I'm with the others stop giving CS and start the proper steps to get it stopped b/c they could just be lieing as this doesn't add up. Bm will make sure she fights it and it won't be too long before you know weather or not ss is ion school or not either way you will know the truth.

Willow2010's picture

Storm, you or DH need to put this skid in a GED program ASAP. He is going to milk the CS for as long as he can unless you get him out of the HS.

And I don’t think your DH can just hold half to CS, unless it is not through the court system…?

stormabruin's picture

If there were a way to put him into a program, we would...in a heartbeat. He lives with BM, & they are 1 1/2 hours from where we are. He is 18, so there is no way we can make him attend anything. DH talks to him about the importance of education every time they talk, but there is no way, with the distance, that we could transport him to & from anything.

If he were living with us, we could do that. He's talked about living with us, but only when he's mad at BM. If he decides he wants to live in our home & is willing to take the necessary steps to make it happen, we are more than willing. However, neither DH or I is open to the idea of our home being used as a free motel for him to crash at anytime his feathers get ruffled.

As for the CS, we cannot hold out. In DH's CO, it states:

"...the parties agree that defendant shall pay to plaintiff the sum of $450.00 per month as and for child support and maintenance beginning December 1, 2005, and continuing in a like manner each month thereafter until further order of a court of competent jurisdiction; said child support payable directly to plaintiff by Payroll Deduction Order for Support entered contemporaneously herewith."

It isn't paid through payroll deduction anymore, because DH was laid off from the job he had at the time. We do send money orders weekly in the amount that was being deducted from his check each week.

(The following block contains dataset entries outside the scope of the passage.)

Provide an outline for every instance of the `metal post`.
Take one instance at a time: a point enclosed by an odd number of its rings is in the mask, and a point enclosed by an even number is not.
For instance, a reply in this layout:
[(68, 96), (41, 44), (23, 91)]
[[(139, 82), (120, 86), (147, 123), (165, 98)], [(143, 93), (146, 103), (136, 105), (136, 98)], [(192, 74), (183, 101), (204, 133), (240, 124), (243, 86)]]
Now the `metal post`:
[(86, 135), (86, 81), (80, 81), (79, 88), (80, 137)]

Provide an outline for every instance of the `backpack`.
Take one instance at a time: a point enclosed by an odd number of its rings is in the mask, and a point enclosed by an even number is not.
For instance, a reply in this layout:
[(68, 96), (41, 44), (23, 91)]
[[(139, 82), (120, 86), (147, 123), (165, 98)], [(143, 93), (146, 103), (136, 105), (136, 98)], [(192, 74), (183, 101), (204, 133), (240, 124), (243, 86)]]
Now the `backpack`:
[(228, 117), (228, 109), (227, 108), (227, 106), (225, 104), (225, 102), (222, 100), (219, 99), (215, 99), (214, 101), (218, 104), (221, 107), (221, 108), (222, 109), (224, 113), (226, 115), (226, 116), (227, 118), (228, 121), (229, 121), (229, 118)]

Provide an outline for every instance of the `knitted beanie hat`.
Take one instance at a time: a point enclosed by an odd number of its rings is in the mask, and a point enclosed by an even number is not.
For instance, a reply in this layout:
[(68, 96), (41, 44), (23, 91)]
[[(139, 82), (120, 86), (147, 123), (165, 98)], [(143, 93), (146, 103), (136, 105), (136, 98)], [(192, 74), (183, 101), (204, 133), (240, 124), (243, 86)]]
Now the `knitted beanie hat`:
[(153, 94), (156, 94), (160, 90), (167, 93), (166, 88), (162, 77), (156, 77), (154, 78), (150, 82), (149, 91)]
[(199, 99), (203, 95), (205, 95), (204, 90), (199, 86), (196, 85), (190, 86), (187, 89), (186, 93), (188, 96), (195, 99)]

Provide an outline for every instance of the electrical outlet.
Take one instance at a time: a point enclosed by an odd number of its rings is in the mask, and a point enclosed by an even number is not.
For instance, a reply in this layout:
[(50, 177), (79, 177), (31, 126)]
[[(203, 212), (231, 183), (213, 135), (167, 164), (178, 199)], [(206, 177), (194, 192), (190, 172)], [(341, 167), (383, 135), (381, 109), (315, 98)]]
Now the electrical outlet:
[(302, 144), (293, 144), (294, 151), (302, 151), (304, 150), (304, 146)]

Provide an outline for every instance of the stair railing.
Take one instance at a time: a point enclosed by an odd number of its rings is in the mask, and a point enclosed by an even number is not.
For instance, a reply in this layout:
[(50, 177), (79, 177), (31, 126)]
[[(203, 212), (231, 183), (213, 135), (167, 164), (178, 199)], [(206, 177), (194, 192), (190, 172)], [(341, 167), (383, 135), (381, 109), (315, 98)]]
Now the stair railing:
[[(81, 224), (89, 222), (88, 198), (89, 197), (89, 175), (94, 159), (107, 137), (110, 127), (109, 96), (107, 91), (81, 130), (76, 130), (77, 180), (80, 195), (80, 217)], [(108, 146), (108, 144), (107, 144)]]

Given the crappy draw we seem to get every time we go to court, I can see the judge coddling BM because DH took it upon himself to short her CS & automatically throwing out any argument DH would have to make. I can see him coming out owing arrears, & I can't deal with being in debt to that woman.

SS & BM have both participated in holding out on truth to keep the checks rolling in. If I had the authority to do so, I'd have had his lawyer on the phone 2 weeks ago when we found out he wasn't in school.

Even if he does end up enrolling, DH could put that share of the money to better use for SS (to fix his car so he can transport himself to & from a job) & know that his money wasn't being used to support an alcohol addiction for his highschool dropout.

purpledaisies's picture

I still say that is the only way you find out the truth if this boy is really in school or not. What is the worst that can happen dh has to pay back support is all if he is still in school. period. Pl;us I bet you money it won't take bm long to take your dh to court so it could only be a few months and they will take a little out at a time.

Although I think you dh NEEDS to call his lawyer period! Let him know everything that is going on and that he is only concerned that his child is drinking and others things along with not being in school.